The Blackstone Group has become the latest private equity shop to be sued after indicating it would abandon a deal agreed prior to credit market volatility and slowing economic indicators. Lone Star Funds, JC Flowers and Cerberus Capital Management are among the firms that have recently been taken to court for scrapping deals, most having claimed a material adverse change in the target’s business had occurred. But in Blackstone’s case, it’s faulting a regulator that intervened.
Alliance Data, a Texas-based provider of transaction, credit, and marketing services, has commenced litigation to force Blackstone to carry out the $7.8 billion leveraged buyout deal it inked in June 2007.

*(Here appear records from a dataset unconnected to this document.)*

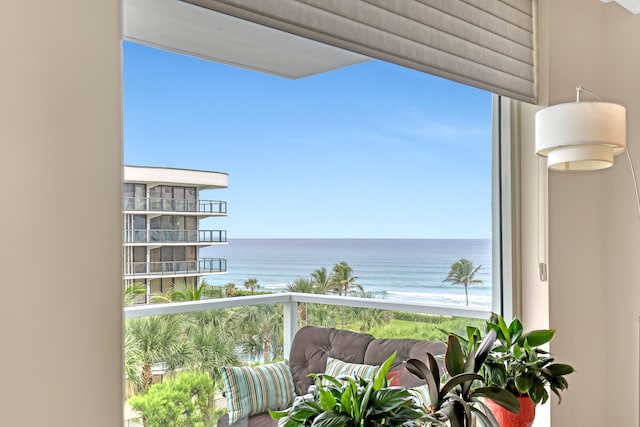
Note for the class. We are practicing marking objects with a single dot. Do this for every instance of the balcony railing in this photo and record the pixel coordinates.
(175, 236)
(149, 204)
(290, 301)
(172, 268)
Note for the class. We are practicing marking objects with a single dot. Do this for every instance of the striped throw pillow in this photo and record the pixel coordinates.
(252, 390)
(337, 368)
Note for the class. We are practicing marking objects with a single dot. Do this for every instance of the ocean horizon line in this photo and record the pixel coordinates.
(359, 238)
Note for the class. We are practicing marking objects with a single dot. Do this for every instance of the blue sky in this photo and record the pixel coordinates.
(373, 150)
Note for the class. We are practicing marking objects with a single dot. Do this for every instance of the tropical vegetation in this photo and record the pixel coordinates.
(352, 402)
(459, 402)
(462, 272)
(517, 362)
(178, 402)
(157, 347)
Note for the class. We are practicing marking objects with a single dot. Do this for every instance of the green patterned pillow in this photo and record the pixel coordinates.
(337, 368)
(252, 390)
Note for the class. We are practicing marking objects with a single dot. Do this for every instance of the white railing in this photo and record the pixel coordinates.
(290, 302)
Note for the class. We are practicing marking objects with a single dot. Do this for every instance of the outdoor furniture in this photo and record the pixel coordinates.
(313, 345)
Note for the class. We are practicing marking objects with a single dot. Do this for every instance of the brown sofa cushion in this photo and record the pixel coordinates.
(311, 346)
(406, 348)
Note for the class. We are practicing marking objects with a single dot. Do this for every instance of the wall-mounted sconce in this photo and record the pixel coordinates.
(579, 136)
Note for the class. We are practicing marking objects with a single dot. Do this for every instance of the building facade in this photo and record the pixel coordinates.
(162, 236)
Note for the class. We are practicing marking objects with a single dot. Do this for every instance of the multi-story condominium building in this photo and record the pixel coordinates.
(162, 235)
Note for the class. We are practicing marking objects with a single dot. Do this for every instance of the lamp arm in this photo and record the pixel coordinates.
(635, 182)
(580, 89)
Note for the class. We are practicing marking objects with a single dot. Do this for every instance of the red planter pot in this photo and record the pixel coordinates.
(508, 419)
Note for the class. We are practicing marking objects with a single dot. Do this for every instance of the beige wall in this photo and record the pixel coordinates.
(594, 229)
(60, 168)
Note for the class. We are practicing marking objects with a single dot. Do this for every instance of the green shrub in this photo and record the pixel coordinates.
(182, 401)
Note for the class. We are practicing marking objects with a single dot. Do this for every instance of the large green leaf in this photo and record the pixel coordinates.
(454, 357)
(388, 399)
(499, 395)
(484, 348)
(524, 382)
(459, 379)
(418, 368)
(538, 393)
(515, 330)
(538, 337)
(558, 369)
(327, 400)
(278, 414)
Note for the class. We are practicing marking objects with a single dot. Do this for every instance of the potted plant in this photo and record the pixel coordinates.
(517, 364)
(349, 401)
(461, 399)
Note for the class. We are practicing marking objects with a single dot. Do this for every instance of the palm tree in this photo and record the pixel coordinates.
(230, 289)
(262, 328)
(321, 279)
(252, 285)
(462, 272)
(343, 282)
(158, 339)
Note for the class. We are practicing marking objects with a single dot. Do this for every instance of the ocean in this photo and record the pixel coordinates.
(396, 269)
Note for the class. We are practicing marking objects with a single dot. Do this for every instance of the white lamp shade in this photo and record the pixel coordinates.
(581, 135)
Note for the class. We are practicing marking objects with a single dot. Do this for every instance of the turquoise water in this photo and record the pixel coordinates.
(399, 269)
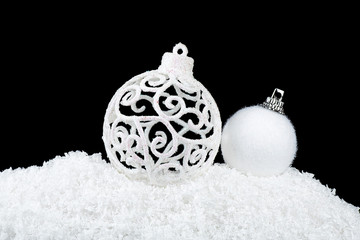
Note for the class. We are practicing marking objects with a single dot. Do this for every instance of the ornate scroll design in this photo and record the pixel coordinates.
(161, 126)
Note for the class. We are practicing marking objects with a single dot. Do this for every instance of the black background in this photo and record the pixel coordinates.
(60, 72)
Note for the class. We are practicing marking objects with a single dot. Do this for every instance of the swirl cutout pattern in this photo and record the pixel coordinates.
(162, 127)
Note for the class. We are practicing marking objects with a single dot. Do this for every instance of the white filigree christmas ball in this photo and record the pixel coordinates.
(163, 125)
(260, 140)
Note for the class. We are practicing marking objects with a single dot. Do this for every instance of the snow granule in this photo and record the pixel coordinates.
(83, 197)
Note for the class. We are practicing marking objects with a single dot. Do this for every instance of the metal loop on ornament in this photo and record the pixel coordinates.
(181, 47)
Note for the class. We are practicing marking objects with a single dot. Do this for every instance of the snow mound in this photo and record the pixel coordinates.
(83, 197)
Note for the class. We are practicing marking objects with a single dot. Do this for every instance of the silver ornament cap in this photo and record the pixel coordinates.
(274, 102)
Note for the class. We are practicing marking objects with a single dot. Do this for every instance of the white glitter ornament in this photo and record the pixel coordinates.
(260, 140)
(163, 125)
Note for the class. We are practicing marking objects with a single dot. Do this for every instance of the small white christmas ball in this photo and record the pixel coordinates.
(259, 141)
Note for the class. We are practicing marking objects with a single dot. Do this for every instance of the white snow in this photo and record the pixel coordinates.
(82, 197)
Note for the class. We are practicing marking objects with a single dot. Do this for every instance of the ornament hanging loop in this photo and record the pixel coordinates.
(274, 102)
(177, 64)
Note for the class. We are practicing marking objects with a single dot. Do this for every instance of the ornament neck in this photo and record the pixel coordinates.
(177, 62)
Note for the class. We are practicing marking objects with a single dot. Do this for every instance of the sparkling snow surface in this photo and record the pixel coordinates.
(83, 197)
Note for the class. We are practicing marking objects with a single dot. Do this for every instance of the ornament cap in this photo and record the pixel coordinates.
(274, 102)
(177, 62)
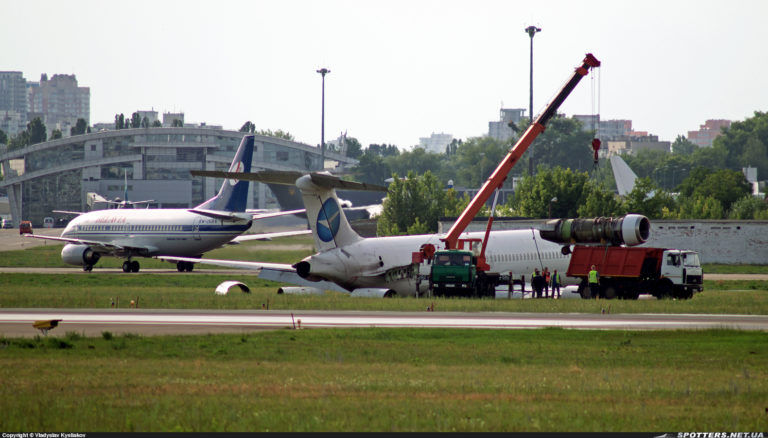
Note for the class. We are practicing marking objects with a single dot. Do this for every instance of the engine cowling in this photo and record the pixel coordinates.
(630, 230)
(300, 290)
(80, 255)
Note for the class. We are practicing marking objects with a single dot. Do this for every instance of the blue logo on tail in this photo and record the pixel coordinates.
(328, 220)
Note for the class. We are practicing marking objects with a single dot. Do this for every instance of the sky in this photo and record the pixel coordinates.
(399, 70)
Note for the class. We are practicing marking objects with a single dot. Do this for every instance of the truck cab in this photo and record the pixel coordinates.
(683, 269)
(453, 272)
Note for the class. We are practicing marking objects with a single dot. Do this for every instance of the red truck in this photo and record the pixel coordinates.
(627, 272)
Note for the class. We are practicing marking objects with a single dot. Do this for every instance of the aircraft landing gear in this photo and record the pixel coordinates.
(130, 266)
(185, 266)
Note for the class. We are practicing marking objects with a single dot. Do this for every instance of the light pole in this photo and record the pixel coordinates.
(554, 199)
(323, 72)
(531, 31)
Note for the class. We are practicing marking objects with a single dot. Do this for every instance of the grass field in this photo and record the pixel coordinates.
(388, 380)
(371, 379)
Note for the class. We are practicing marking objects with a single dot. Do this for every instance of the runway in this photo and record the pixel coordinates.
(18, 322)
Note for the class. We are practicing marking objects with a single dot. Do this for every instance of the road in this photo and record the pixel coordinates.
(18, 322)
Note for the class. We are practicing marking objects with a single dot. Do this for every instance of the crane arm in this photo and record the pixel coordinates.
(500, 174)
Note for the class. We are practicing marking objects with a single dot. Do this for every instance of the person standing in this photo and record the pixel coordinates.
(537, 282)
(555, 284)
(594, 282)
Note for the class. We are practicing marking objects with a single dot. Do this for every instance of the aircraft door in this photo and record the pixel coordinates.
(196, 229)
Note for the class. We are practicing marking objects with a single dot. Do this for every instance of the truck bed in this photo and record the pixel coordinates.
(611, 261)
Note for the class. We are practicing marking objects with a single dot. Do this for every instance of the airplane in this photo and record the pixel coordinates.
(130, 233)
(383, 266)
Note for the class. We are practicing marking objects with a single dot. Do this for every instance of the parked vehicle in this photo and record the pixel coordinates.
(25, 227)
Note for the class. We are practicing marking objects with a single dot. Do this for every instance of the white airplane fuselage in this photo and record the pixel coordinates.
(157, 231)
(383, 262)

“We regret that ADS has felt compelled to file this suit, but we believe it is utterly without merit,” a Blackstone spokesman said.
Last week Blackstone said in a letter it didn’t expect closing conditions could be met due to “extraordinary measures” required of ADS and Blackstone by the Office of the Comptroller.
The regulator told Blackstone it would have to give “open-ended guarantees of capital and liquidity for its target as the debt on the financial services firm soars from less than $1 billion to $6 billion”, The Financial Times reported. Blackstone said the regulatory measures are “unprecedented and unacceptable financial and operational requirements that would impose an unlimited and indefinite liability on Blackstone and its funds”.
Alliance Data noted that the private equity firm also said it felt alternative solutions would not be accepted by the OCC, and deemed further negotiations futile.
Alliance Data said in a statement that it “believes that the OCC's requests are reasonable and that Blackstone has the ability to satisfy them and obtain the required approvals, but that Blackstone has chosen not to do so as part of its apparent business decision not to complete the merger on its terms, if at all”.
The lawsuit has been flied in the Delaware Court of Chancery.
Blackstone recently walked away from its $1.8 billion buyout of mortgage and leasing group PHH. During a recent investor call, Blackstone chairman Stephen Schwarzman said the trouble it encountered securing financing for the deal did not imply there would be problems with other agreed deals in its pipeline.
“I think those were sort of very specific circumstances around a part of the economy which is in virtual free fall,” Schwarzman said.